Il denaro al suo posto
«La casa era tutta sottosopra, eppure alla fine si scoprì che non mancava nulla. L’oro di lei era ancora in solaio; i carabinieri lo trovarono lì, custodito in un fagotto in bella vista, alla mercé di chiunque. Nella stufa, invece, c’erano ancora 45 milioni di lire che provenivano da un conto che lui aveva appena chiuso e che inizialmente aveva conservato sotto il materasso prima di risolversi a trovare un nascondiglio migliore. E poi le lire dell’affitto di un capannone che aveva riscosso giusto il pomeriggio del 23, due milioni in contanti che teneva in una tasca della giacca appesa all’attaccapanni di fianco al punto in cui fu ritrovato il cadavere. Anche quelli erano ancora al loro posto, così come gli altri 27 milioni che i carabinieri trovarono in un secchio colmo di granaglie per le galline».
«Mi creda, chi lo uccise non cercava i soldi... Delle due l’una: o cercavano il testamento o provarono a fargliene scrivere uno sotto dettatura. E sa perché? Perché l’Umberto aveva già preso appuntamento con un notaio per il giorno 27. Dopo la morte di sua moglie aveva espresso il desiderio di lasciare tutti i suoi beni a un ente benefico, un ente religioso».

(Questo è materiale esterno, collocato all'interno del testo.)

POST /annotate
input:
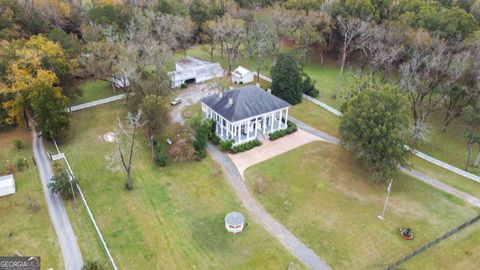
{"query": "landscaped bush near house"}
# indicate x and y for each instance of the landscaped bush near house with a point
(245, 146)
(291, 127)
(226, 145)
(17, 143)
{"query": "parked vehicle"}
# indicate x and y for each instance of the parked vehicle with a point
(176, 101)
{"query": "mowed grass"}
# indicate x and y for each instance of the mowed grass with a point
(455, 252)
(25, 227)
(173, 218)
(94, 90)
(323, 120)
(326, 198)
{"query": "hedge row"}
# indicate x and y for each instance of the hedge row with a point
(245, 146)
(291, 127)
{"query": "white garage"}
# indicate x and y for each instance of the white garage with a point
(193, 70)
(7, 185)
(242, 75)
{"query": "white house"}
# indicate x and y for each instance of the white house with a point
(193, 70)
(7, 185)
(245, 113)
(242, 75)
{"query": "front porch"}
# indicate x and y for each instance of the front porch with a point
(248, 129)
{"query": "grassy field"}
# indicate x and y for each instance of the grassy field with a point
(93, 90)
(25, 223)
(173, 219)
(322, 120)
(327, 199)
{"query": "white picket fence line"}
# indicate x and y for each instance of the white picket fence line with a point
(90, 215)
(96, 103)
(417, 153)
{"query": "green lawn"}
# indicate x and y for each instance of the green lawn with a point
(327, 199)
(173, 219)
(25, 227)
(322, 120)
(93, 90)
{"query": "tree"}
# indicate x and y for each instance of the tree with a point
(305, 5)
(153, 115)
(182, 150)
(305, 36)
(287, 79)
(263, 36)
(374, 126)
(61, 183)
(125, 137)
(427, 74)
(472, 115)
(350, 28)
(230, 32)
(49, 109)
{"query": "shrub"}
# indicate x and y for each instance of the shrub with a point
(226, 145)
(160, 156)
(17, 143)
(20, 164)
(61, 184)
(291, 127)
(245, 146)
(91, 265)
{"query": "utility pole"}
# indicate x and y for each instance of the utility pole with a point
(386, 201)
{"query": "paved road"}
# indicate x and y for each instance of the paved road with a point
(420, 176)
(260, 215)
(96, 103)
(72, 256)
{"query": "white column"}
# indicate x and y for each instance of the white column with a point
(286, 117)
(279, 119)
(271, 121)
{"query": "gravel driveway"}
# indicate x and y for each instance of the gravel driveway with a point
(193, 94)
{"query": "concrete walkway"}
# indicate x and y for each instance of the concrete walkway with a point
(270, 149)
(261, 216)
(96, 103)
(71, 254)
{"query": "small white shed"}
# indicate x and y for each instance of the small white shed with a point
(7, 185)
(242, 75)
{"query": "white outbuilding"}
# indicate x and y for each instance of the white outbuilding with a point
(193, 70)
(242, 75)
(234, 222)
(7, 185)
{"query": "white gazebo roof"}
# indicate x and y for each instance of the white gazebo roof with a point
(241, 71)
(7, 185)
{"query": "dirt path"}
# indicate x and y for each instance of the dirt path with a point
(193, 94)
(71, 254)
(261, 216)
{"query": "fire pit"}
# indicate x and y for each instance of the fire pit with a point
(407, 233)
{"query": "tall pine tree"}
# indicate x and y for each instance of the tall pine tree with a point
(287, 79)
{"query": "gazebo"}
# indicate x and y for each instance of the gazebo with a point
(7, 185)
(234, 222)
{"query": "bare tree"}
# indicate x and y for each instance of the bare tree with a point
(350, 28)
(426, 76)
(125, 136)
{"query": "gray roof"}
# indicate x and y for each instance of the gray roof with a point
(234, 218)
(248, 101)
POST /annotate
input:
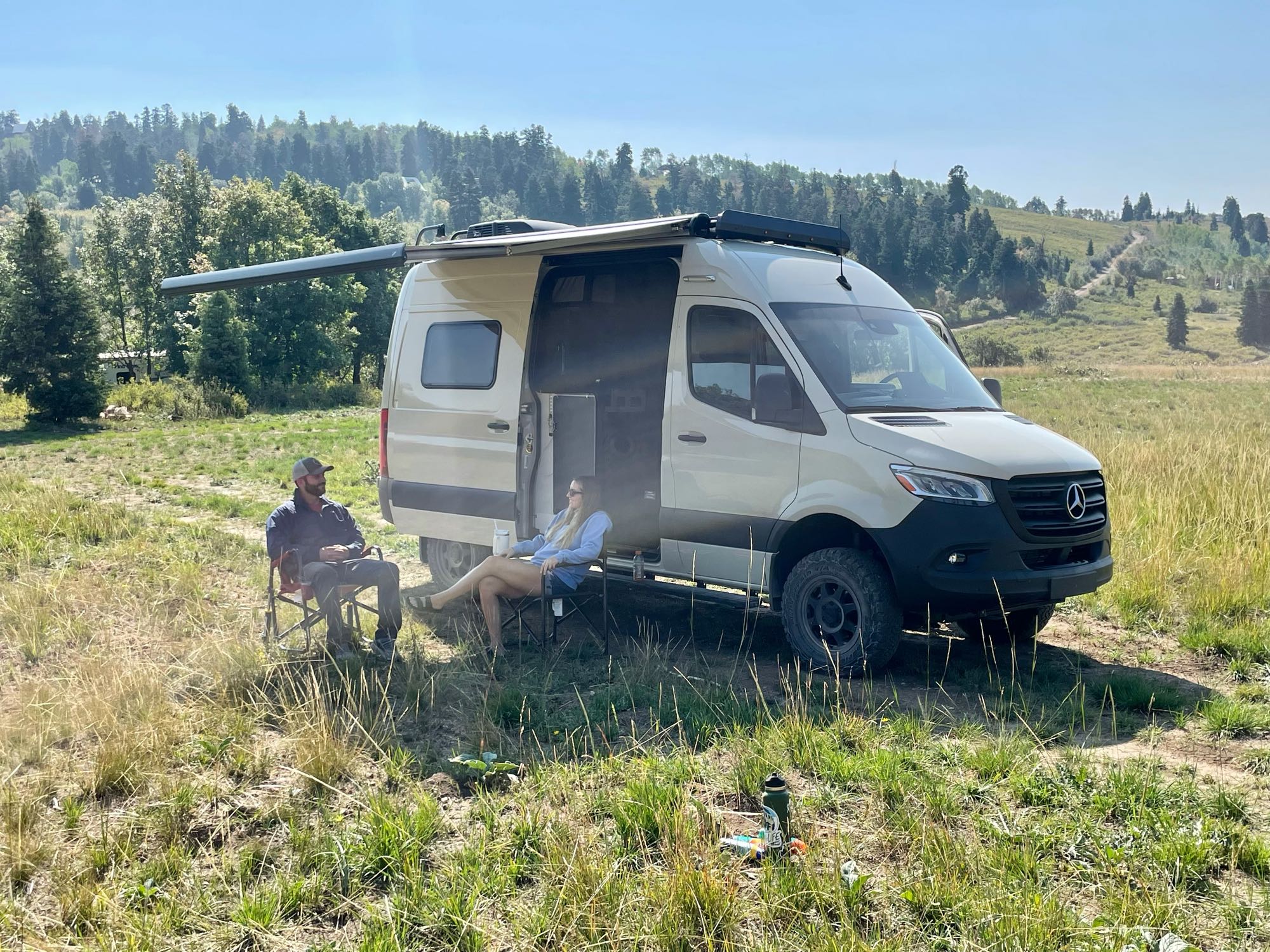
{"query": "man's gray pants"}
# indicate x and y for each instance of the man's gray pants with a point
(326, 579)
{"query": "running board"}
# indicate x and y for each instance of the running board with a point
(693, 592)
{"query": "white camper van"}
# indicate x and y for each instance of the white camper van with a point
(761, 413)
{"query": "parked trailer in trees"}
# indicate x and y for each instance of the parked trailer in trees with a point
(764, 414)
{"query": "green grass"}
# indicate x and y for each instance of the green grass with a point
(168, 784)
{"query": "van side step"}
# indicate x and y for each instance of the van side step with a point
(689, 592)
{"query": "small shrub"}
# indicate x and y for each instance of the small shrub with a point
(486, 771)
(1227, 718)
(985, 351)
(1061, 301)
(144, 397)
(13, 407)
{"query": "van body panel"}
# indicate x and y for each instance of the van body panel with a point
(994, 445)
(453, 451)
(802, 275)
(844, 478)
(732, 478)
(731, 499)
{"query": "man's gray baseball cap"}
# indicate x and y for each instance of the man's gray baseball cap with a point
(308, 468)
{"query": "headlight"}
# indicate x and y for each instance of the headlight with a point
(944, 487)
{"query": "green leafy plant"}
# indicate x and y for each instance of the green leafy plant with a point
(487, 770)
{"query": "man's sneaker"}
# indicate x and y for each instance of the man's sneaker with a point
(340, 645)
(384, 648)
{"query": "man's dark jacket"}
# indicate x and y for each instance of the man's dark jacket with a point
(294, 526)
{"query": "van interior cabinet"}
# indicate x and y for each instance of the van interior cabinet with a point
(603, 329)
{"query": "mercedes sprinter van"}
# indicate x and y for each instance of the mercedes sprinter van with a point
(763, 414)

«Dopo il funerale una cognata raccontò di avere chiamato in casa la sera dell’antivigilia, cioè poche ore prima del delitto, e di avere parlato con un amico di lui, un pensionato che viveva in Ticino e che era lì a fargli visita. Fu riportato tutto ai carabinieri, al maggiore D’Elia e al povero maresciallo D’Immé (che pochi mesi dopo sarebbe caduto in un conflitto a fuoco a Locate Varesino, ndr). Fecero le loro verifiche, ma non arrivarono a nulla. Trent’anni dopo io ne resto convinto: quell’uomo morì per il testamento».